Why Texas Republican wants to shut down all non-essential government workers in 2020

Byron L. Fletcher | USA Today Focus: The first day of the month is the first day that non-emergency government workers can work.

This includes all state, local, and tribal employees. 

The House is scheduled to vote on a budget bill Tuesday that will cut federal and state spending by $1.2 trillion. 

While the budget bill does not include an offset, it would increase federal spending by about $600 billion and the states would get a $200 billion increase in aid. 

States are expected to provide $10 billion in aid to local governments, and that money will be distributed to states based on population. 

That means that if Texas cuts its aid to the states, the rest of the country will get more aid.

The Texas Tribune reported that House Speaker Joe Straus and House Majority Leader Larry Csonka (R-San Antonio) had met with federal officials on Tuesday to discuss the fiscal impact of a shutdown and the potential ramifications of a national debt default. 

On Friday, Straus told reporters that he was “confident that we can get through this.”

Straus said he was confident that if the federal government can’t keep funding its operations, then states can still help. 

“The federal government is the only source of revenue that Texas has,” Straus, a Democrat, said.

“We have to be responsible and make sure we’re spending what we need to make sure that we’re making progress.” 

“Our state and local governments can’t just sit around and wait for the federal Government to be defunded.

The federal government must stop the defunding of state and county governments,” he added. 

Texas Governor Greg Abbott (R) said on Monday that the House passed the bill in a “dramatic” vote. 

There were signs that the GOP-controlled state government might be ready to take over for a federal government shutdown.

The state Senate passed a bill to allow the state to pay for the purchase of military hardware and equipment, and the state House passed a measure that would allow residents of the Lone Star State to keep their drivers licenses and their Social Security numbers. 

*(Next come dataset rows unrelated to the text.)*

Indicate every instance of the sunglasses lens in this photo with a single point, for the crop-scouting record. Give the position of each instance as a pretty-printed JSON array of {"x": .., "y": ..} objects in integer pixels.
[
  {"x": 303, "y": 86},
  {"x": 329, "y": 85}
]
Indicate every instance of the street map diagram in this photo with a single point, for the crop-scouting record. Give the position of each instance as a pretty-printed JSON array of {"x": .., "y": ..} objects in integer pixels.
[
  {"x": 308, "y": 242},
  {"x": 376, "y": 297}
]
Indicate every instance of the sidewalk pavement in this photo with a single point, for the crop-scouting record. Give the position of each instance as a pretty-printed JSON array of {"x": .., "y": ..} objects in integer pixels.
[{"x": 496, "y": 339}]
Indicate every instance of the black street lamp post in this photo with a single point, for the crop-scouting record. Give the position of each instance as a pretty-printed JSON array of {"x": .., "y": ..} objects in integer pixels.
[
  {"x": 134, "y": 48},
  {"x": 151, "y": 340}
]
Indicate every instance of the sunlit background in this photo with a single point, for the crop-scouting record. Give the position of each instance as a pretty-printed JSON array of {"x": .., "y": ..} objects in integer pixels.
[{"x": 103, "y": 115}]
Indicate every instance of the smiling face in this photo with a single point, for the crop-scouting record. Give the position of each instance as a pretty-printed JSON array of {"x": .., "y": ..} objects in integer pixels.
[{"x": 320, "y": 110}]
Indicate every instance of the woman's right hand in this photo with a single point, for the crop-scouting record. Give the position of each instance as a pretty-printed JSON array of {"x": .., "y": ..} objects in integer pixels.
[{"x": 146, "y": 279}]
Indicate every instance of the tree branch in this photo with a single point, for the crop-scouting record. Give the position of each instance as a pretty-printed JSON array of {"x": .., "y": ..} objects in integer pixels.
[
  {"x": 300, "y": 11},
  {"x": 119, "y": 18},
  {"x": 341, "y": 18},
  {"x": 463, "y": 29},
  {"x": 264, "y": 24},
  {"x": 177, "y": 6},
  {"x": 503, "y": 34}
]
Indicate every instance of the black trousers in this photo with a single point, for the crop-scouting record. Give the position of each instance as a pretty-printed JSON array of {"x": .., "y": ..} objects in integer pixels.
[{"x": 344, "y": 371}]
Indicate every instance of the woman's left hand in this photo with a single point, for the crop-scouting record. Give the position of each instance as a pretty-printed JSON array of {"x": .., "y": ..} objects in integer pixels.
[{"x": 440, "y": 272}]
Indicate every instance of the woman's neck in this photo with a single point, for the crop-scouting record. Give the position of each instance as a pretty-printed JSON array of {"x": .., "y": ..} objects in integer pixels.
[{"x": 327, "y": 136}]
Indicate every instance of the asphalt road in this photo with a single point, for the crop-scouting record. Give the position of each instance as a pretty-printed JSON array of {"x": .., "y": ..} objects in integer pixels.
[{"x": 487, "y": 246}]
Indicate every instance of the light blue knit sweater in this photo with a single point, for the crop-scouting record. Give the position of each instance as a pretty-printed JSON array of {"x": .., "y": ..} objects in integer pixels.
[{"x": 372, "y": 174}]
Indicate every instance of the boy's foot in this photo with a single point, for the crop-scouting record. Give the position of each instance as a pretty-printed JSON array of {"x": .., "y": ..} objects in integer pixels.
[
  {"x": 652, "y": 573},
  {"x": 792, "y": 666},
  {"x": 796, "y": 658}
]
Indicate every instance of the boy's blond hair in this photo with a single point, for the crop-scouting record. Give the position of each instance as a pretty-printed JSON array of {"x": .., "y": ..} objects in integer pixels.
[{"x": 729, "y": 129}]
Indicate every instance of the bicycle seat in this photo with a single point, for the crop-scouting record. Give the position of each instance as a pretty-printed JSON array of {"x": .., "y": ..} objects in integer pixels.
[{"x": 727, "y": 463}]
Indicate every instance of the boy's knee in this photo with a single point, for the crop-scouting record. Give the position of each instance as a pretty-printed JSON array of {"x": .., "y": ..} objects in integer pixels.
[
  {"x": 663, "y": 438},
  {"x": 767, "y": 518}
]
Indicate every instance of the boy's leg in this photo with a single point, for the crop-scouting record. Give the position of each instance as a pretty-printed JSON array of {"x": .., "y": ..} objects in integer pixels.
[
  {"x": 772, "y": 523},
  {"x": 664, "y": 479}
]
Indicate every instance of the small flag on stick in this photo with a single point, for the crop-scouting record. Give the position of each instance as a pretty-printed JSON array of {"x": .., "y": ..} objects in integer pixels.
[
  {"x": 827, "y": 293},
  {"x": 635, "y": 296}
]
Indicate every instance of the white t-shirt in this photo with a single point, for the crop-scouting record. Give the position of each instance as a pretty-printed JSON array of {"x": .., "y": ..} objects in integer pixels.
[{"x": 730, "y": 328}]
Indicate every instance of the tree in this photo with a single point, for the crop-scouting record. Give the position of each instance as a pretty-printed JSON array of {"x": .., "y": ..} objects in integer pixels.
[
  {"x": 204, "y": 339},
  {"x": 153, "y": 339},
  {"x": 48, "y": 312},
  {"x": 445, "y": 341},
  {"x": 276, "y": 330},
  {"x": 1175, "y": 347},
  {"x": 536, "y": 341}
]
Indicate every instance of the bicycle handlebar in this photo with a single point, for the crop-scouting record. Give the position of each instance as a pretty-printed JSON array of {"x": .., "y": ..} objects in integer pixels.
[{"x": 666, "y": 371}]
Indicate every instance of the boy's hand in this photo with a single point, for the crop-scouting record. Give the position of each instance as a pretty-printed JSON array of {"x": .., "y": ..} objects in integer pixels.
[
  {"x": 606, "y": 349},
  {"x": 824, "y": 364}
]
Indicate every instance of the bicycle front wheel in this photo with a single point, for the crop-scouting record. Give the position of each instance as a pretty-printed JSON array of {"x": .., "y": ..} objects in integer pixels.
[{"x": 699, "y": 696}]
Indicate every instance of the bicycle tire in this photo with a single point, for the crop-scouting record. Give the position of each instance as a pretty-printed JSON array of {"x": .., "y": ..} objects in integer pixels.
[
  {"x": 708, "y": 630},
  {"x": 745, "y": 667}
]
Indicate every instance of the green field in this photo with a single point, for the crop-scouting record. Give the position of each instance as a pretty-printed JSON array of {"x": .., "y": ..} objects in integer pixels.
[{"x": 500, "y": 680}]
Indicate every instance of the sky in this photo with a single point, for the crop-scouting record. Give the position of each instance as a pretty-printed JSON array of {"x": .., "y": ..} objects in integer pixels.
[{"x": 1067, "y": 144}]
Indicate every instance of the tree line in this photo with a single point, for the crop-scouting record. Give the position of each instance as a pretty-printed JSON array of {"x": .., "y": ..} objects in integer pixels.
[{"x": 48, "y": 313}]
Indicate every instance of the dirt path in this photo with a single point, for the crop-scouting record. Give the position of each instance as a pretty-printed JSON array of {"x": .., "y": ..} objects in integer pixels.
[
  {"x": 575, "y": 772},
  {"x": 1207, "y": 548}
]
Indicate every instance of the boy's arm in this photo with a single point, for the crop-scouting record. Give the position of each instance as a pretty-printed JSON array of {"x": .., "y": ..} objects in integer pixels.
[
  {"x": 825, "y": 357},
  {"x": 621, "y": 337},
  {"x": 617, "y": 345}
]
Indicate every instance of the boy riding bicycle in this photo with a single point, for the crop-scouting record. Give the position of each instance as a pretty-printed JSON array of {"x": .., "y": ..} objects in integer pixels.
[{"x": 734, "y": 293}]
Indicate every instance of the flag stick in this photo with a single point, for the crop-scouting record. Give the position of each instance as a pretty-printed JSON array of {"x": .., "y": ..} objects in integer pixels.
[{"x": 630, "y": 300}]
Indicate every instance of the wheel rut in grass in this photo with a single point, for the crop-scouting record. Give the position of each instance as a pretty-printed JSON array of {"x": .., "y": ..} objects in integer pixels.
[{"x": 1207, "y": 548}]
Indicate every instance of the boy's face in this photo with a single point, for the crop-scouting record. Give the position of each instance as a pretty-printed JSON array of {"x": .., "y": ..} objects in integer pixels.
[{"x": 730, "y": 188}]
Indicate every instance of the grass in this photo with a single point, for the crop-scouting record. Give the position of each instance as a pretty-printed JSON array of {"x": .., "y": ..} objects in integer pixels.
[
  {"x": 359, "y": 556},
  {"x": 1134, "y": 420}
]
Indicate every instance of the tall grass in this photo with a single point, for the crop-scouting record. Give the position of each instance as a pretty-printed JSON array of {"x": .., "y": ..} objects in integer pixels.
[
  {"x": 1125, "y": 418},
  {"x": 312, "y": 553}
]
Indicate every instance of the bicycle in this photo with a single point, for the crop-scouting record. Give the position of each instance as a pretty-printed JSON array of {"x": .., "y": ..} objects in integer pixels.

As a result of the budget cuts, Texas’s unemployment rate dropped from 10.5% in January to 8.5%, according to the Associated Press.

The Republican governor is also considering a bill that would create a commission to study how to cut costs for the state, but so far he has not taken up the plan. 

But on Tuesday, Abbott defended his decision to cut the state’s aid.

“We can’t continue to give to the people who are hurting, who are having their families torn apart, who have their children killed, who don’t have health insurance,” Abbott said on the House floor.

“I think it’s important to look at the cost of living in the state of Texas and the costs of not having health insurance and not having jobs.”

“I know that there are people who don.t like the fact that Texas is funding itself through cuts and we have to make a choice whether to be a friend or a foe of the people in this state of ours.”